The brain operates in much the same fashion. A signal may travel one route one day and a completely different route another day, depending on what circuits are available. And this is helpful: it allows us to press into service less occupied neurons and bond them to the task of learning new skills.

In the brain there is a map of the body. A thigh muscle doesn’t take up much space in the brain map because its primary job is to move the knee forward. The fingers, however, occupy a large part of the brain map because they perform many functions.

And this is core to what we are learning from neuroscience: given the right treatment the brain has a huge capacity to work around impairments and reprogram the brain map.

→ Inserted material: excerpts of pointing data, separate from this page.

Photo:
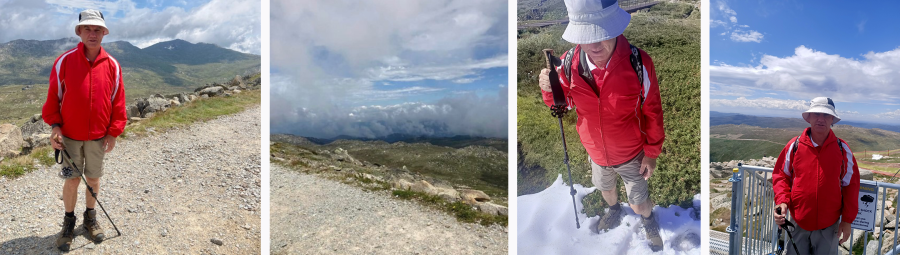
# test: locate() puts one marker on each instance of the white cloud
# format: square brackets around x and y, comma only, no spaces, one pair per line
[764,103]
[748,36]
[233,24]
[809,73]
[327,56]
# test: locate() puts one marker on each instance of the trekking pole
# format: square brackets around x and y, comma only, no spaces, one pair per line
[90,189]
[788,227]
[559,110]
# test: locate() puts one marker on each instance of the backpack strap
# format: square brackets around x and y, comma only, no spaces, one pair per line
[636,64]
[841,145]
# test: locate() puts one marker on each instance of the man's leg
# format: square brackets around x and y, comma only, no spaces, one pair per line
[802,239]
[70,193]
[89,200]
[93,170]
[825,241]
[604,178]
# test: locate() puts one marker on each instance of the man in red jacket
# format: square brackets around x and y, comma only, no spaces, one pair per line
[818,183]
[620,117]
[86,108]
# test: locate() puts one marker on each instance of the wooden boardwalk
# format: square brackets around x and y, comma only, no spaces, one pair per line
[630,7]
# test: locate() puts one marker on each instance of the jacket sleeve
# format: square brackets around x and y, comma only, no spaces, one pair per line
[50,111]
[548,96]
[783,180]
[118,115]
[850,192]
[652,123]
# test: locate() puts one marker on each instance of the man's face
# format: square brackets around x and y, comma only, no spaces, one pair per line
[91,36]
[600,51]
[820,122]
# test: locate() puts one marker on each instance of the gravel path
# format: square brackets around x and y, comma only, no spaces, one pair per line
[313,215]
[171,192]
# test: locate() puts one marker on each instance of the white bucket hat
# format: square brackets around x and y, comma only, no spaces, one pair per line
[822,105]
[91,18]
[592,21]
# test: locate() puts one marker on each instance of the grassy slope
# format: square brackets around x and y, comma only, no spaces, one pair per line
[196,111]
[859,139]
[674,43]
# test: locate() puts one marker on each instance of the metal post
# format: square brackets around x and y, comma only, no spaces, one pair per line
[734,228]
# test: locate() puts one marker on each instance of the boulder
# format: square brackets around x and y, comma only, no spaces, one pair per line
[11,140]
[492,209]
[35,125]
[473,197]
[402,184]
[155,104]
[212,91]
[132,110]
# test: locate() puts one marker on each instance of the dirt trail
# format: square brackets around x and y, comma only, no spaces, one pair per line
[170,192]
[313,215]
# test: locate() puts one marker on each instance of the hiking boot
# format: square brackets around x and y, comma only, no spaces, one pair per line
[67,234]
[652,229]
[90,224]
[611,219]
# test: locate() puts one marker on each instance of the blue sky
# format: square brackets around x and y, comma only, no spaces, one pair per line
[233,24]
[771,57]
[376,68]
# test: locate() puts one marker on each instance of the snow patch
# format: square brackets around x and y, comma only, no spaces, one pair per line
[546,225]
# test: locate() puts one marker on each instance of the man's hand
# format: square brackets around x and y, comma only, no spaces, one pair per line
[56,139]
[109,142]
[779,218]
[648,164]
[844,231]
[544,80]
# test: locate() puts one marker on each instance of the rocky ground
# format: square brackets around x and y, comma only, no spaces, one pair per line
[193,190]
[314,215]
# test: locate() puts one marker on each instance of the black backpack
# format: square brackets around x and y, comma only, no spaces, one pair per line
[840,145]
[585,74]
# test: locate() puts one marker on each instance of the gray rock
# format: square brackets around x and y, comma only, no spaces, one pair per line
[212,91]
[11,140]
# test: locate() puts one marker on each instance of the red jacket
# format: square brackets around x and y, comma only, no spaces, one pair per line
[87,100]
[613,127]
[821,186]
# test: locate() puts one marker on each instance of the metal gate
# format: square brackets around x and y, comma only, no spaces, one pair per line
[752,229]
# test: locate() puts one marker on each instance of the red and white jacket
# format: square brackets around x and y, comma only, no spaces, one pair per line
[86,99]
[820,184]
[613,126]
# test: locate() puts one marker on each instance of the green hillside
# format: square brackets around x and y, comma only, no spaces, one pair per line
[164,68]
[673,41]
[736,142]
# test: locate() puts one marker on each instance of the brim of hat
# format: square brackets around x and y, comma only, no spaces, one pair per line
[92,23]
[822,109]
[602,29]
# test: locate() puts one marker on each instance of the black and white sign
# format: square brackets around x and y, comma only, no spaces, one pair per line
[865,217]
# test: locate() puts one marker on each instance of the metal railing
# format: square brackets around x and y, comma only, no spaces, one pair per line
[752,229]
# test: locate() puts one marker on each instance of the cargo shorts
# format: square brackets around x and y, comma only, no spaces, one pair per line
[87,155]
[605,178]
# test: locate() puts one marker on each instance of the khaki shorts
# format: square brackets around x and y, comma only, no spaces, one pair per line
[87,155]
[605,178]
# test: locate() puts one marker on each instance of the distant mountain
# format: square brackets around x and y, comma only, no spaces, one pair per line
[164,67]
[720,118]
[459,141]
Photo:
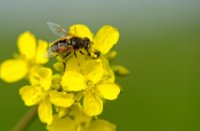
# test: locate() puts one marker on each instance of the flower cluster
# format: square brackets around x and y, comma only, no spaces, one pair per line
[73,96]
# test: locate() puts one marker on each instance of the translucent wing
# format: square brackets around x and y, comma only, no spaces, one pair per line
[56,29]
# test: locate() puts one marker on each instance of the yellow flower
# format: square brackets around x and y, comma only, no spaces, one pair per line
[97,81]
[30,55]
[40,93]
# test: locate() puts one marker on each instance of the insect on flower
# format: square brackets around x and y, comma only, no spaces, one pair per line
[68,43]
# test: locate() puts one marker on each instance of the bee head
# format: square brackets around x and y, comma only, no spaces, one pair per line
[86,42]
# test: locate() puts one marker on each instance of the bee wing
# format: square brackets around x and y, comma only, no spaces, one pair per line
[56,29]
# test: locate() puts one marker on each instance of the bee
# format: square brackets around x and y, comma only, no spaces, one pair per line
[68,43]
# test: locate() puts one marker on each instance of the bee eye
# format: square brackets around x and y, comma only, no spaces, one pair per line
[59,45]
[86,40]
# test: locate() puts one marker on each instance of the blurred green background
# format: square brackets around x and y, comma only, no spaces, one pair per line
[159,43]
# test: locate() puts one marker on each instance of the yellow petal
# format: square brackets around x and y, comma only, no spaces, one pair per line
[41,76]
[73,81]
[56,79]
[78,113]
[81,30]
[13,70]
[31,95]
[74,63]
[92,104]
[62,111]
[111,55]
[120,70]
[59,66]
[27,45]
[45,111]
[40,52]
[93,70]
[64,124]
[105,39]
[108,72]
[108,90]
[61,98]
[101,125]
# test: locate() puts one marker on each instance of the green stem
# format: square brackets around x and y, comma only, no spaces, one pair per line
[26,120]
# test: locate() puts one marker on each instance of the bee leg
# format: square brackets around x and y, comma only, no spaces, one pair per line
[64,63]
[76,58]
[89,54]
[81,52]
[83,55]
[66,55]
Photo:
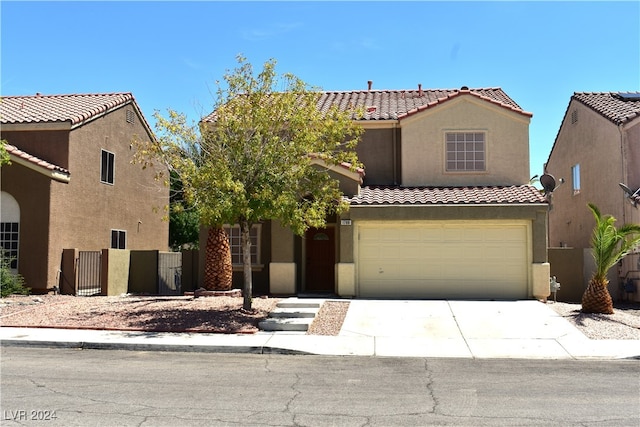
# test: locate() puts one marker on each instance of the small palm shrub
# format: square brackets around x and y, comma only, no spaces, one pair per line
[11,283]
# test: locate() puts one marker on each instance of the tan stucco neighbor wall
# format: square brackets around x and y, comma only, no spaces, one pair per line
[424,150]
[593,142]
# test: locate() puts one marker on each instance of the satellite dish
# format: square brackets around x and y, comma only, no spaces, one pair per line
[631,195]
[548,182]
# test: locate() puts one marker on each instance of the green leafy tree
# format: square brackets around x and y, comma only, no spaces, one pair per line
[10,283]
[184,221]
[253,159]
[609,244]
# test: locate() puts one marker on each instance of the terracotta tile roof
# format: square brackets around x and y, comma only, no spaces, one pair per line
[611,105]
[392,195]
[397,104]
[76,109]
[18,154]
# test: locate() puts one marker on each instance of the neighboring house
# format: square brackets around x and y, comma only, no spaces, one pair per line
[71,183]
[597,148]
[445,209]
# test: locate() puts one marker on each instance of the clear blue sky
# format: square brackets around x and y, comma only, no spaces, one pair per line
[169,54]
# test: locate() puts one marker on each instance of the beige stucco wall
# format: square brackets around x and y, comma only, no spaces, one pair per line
[595,144]
[424,150]
[31,191]
[84,212]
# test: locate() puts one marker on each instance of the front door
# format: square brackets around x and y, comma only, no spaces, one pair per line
[320,260]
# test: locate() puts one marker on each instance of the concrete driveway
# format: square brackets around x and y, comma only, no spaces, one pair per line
[481,329]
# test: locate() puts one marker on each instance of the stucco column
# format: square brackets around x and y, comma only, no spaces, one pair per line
[541,274]
[345,267]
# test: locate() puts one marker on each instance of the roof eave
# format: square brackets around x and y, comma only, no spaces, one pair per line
[54,174]
[392,205]
[37,126]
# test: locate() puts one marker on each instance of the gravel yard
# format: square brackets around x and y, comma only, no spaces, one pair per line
[224,314]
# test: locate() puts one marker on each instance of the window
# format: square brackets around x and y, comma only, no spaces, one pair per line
[107,167]
[575,178]
[465,152]
[235,242]
[9,234]
[118,239]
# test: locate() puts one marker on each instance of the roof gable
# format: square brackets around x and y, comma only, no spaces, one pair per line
[617,107]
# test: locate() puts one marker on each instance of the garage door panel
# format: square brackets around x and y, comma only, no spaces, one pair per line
[445,260]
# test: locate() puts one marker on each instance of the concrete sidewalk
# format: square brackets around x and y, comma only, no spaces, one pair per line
[459,329]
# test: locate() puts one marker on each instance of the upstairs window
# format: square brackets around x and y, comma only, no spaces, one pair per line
[465,152]
[107,167]
[131,117]
[575,178]
[235,243]
[118,239]
[9,237]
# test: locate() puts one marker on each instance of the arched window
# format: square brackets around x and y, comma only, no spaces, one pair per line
[9,228]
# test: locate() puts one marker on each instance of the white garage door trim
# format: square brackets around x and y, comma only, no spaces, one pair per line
[443,259]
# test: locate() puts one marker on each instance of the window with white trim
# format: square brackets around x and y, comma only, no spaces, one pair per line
[465,152]
[9,237]
[118,239]
[235,243]
[575,178]
[107,167]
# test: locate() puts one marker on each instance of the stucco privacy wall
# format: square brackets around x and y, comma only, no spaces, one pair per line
[534,215]
[507,144]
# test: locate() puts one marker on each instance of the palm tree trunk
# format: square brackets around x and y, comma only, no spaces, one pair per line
[596,298]
[247,292]
[218,271]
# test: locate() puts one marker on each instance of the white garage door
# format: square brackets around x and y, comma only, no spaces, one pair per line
[442,260]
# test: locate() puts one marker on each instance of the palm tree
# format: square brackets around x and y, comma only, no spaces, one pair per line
[218,270]
[608,246]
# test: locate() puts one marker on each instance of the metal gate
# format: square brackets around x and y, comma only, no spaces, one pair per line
[169,273]
[89,272]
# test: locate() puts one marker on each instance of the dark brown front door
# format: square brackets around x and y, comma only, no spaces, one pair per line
[321,257]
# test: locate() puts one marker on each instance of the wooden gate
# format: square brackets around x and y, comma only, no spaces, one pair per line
[89,270]
[169,273]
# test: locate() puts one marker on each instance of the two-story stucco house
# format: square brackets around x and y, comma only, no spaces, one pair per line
[597,148]
[444,210]
[71,183]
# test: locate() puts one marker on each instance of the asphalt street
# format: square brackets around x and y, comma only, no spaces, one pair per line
[69,387]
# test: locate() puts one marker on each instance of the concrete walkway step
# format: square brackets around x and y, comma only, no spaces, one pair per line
[282,324]
[294,312]
[291,315]
[296,303]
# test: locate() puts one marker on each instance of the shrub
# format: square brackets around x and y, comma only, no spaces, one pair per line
[11,283]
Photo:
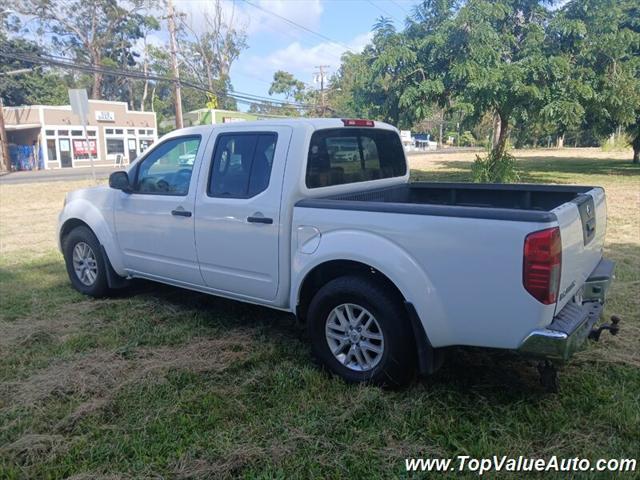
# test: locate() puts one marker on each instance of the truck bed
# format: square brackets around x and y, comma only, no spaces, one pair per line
[521,202]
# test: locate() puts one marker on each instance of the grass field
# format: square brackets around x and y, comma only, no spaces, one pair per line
[161,382]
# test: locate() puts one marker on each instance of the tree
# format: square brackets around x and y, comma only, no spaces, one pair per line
[284,83]
[608,46]
[37,85]
[208,51]
[88,30]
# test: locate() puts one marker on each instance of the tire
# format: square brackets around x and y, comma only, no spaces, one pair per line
[396,364]
[93,281]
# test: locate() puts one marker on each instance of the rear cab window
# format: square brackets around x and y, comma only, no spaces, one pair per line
[339,156]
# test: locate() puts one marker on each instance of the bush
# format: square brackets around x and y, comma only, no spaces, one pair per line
[615,143]
[495,169]
[467,139]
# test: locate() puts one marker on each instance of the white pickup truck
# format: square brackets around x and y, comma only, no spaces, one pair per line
[318,217]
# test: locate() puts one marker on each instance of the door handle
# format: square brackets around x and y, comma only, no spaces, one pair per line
[264,220]
[180,212]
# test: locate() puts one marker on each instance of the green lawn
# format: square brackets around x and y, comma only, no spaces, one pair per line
[161,382]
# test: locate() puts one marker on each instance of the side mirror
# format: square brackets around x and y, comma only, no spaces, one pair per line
[120,181]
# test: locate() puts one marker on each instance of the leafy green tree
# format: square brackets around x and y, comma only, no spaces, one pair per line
[208,52]
[605,40]
[95,31]
[284,83]
[35,86]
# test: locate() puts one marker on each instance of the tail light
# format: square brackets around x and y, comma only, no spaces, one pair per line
[357,122]
[542,263]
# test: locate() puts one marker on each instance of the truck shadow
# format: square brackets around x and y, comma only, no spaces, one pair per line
[471,370]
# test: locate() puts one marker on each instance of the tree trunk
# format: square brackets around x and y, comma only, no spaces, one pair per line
[496,129]
[501,143]
[145,90]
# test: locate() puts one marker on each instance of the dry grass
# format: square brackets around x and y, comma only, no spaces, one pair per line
[29,216]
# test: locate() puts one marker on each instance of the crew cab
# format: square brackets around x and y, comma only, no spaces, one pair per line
[318,217]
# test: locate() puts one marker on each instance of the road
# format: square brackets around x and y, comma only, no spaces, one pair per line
[60,174]
[102,173]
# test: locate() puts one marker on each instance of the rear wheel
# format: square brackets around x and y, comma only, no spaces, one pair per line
[85,263]
[360,331]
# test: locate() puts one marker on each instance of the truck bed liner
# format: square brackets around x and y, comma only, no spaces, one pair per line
[520,202]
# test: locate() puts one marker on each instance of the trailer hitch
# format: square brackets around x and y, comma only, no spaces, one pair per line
[613,327]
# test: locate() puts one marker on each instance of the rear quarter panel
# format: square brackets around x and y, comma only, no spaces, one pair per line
[463,275]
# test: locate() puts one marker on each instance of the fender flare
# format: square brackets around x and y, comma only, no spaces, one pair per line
[86,212]
[388,258]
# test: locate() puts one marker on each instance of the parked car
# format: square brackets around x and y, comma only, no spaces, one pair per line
[386,273]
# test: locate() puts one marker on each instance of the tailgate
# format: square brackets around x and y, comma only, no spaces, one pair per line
[582,223]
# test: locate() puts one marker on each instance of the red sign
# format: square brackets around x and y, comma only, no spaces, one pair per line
[80,147]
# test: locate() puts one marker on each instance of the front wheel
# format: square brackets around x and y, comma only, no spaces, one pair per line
[360,331]
[85,263]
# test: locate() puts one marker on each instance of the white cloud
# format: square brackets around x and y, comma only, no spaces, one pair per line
[300,60]
[255,20]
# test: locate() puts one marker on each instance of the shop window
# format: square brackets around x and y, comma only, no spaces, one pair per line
[144,144]
[51,150]
[115,146]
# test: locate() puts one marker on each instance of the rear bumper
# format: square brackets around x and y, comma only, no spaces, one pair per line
[570,328]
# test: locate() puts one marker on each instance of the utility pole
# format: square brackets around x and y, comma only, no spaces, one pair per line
[6,163]
[320,75]
[174,63]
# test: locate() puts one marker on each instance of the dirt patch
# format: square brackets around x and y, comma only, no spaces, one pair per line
[98,375]
[32,447]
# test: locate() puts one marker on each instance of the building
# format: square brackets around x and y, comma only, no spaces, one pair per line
[45,136]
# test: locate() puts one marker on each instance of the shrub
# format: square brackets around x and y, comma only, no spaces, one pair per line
[467,139]
[615,143]
[493,168]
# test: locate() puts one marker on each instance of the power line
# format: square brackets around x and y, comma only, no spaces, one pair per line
[382,10]
[400,6]
[242,97]
[297,25]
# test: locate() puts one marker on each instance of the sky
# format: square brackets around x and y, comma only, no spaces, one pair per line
[274,44]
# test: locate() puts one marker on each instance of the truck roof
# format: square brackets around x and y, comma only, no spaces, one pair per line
[314,123]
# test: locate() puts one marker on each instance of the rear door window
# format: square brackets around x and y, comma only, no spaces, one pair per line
[349,155]
[242,164]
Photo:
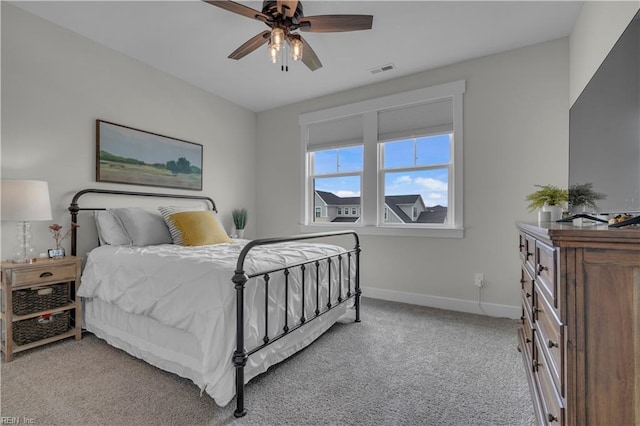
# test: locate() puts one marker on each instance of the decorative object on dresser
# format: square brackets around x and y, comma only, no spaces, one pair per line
[239,221]
[581,197]
[132,156]
[580,333]
[548,198]
[24,201]
[58,237]
[39,305]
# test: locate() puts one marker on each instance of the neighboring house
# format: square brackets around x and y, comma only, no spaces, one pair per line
[331,208]
[398,209]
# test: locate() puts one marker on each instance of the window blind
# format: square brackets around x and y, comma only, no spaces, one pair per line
[335,133]
[416,120]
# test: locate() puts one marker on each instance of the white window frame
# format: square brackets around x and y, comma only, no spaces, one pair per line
[370,221]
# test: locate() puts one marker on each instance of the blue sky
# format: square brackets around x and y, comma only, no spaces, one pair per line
[432,184]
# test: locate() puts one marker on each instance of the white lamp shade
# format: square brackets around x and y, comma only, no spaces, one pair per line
[25,200]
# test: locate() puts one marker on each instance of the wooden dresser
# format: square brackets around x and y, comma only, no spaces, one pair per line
[580,334]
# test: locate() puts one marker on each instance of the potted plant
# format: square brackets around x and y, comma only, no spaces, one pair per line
[239,221]
[549,198]
[582,196]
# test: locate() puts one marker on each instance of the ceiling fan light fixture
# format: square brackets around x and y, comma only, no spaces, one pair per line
[272,54]
[296,48]
[277,38]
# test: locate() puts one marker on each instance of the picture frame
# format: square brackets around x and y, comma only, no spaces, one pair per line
[137,157]
[55,253]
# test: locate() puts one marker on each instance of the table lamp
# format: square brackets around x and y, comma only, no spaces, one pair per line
[24,201]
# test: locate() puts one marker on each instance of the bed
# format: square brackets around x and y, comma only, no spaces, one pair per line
[217,314]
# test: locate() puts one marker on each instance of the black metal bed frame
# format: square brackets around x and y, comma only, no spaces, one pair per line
[240,279]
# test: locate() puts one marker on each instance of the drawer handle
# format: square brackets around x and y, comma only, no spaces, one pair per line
[45,319]
[536,364]
[45,291]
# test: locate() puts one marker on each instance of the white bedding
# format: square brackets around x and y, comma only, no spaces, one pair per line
[190,289]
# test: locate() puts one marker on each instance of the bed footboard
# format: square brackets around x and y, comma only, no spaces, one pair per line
[349,257]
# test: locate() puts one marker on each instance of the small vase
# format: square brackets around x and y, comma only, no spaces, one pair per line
[556,212]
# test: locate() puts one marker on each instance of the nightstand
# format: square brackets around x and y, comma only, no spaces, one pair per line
[39,303]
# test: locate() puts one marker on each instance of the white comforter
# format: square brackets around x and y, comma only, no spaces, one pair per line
[190,288]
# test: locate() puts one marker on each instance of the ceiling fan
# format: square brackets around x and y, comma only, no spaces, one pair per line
[284,17]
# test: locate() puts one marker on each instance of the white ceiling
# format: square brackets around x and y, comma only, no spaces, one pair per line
[191,40]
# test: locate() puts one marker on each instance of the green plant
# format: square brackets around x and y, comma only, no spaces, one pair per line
[239,218]
[550,195]
[582,194]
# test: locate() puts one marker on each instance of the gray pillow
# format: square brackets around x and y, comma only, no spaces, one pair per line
[110,230]
[143,227]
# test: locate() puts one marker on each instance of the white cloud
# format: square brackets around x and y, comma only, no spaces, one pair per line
[402,180]
[347,194]
[431,184]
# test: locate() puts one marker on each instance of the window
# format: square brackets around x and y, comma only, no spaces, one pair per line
[416,173]
[336,178]
[396,161]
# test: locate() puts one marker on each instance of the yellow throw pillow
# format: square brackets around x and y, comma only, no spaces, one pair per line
[199,228]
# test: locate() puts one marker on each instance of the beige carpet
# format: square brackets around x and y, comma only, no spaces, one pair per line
[403,364]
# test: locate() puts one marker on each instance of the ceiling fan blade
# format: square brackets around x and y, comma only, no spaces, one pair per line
[238,8]
[287,7]
[335,23]
[250,45]
[309,57]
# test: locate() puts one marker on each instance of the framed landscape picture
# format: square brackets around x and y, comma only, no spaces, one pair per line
[128,155]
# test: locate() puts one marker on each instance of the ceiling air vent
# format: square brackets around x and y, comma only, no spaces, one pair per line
[382,68]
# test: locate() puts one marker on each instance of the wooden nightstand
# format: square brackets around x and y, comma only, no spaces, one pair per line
[39,303]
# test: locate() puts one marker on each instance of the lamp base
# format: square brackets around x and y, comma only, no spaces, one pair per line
[26,253]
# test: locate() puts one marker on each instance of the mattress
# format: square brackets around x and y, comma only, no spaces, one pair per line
[174,306]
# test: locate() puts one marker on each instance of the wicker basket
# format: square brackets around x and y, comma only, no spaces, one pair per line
[40,299]
[42,327]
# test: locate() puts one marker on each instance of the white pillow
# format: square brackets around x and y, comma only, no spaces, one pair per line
[110,230]
[143,227]
[167,211]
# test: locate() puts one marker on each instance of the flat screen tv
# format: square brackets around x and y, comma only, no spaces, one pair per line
[604,128]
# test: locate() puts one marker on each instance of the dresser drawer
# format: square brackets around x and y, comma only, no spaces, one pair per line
[43,275]
[549,396]
[522,246]
[526,283]
[545,271]
[529,253]
[527,330]
[550,336]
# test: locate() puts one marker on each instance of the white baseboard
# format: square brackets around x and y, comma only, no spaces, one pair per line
[460,305]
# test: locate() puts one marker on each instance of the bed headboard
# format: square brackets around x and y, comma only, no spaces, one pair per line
[74,207]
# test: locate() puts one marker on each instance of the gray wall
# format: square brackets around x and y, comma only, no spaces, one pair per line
[55,84]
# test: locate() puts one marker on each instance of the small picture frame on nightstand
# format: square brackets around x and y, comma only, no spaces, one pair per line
[56,253]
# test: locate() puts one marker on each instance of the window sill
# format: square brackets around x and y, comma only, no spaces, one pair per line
[388,230]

However, the key to programing – or reprograming – is focused attention. A half effort won’t do.

South African John Pepper has Parkinson’s disease, yet he has taught himself to walk without the shuffling gait so typical of those with the disease. He has done so by engaging his frontal cortex to the atypical task of learning how to walk. Usually our brain stem coordinates such activity. John Pepper’s story is recounted by Norman Doidge M.D., in his book, The Brain’s Way of Healing and he will soon feature in an episode of The Nature of Things, hosted by Doidge.

Pepper accomplishes this task by thinking – consciously thinking – of the minute details of walking. If he walks consciously, he walks well. If he multi-tasks, or talks too much or spaces out, he trips himself up. But if he uses his cerebral cortex with focused attention, he can walk very well.

What Pepper is doing is going around the gridlock of the brainstem where the damage that is Parkinson’s is located. There are sufficient neurons that can pass the message through to the cortex, which has now undertaken the task of coordinating walking. And since neurons that fire together wire together, Pepper is getting better and better at walking. The brain map for walking, previously coordinated by the brain stem, is now coordinated by the frontal lobe.

Focused attention. Slow, unhurried focused attention, repeated, over time, will encode our desired new learning.

Whether through the heightened emotional attention of stress or the unhurried focused attention of concentration, our brain is structured to respond to the repeated firings of the neurons and so with conscious thought we can control that firing and organize our brains to serve our needs and suit our surroundings.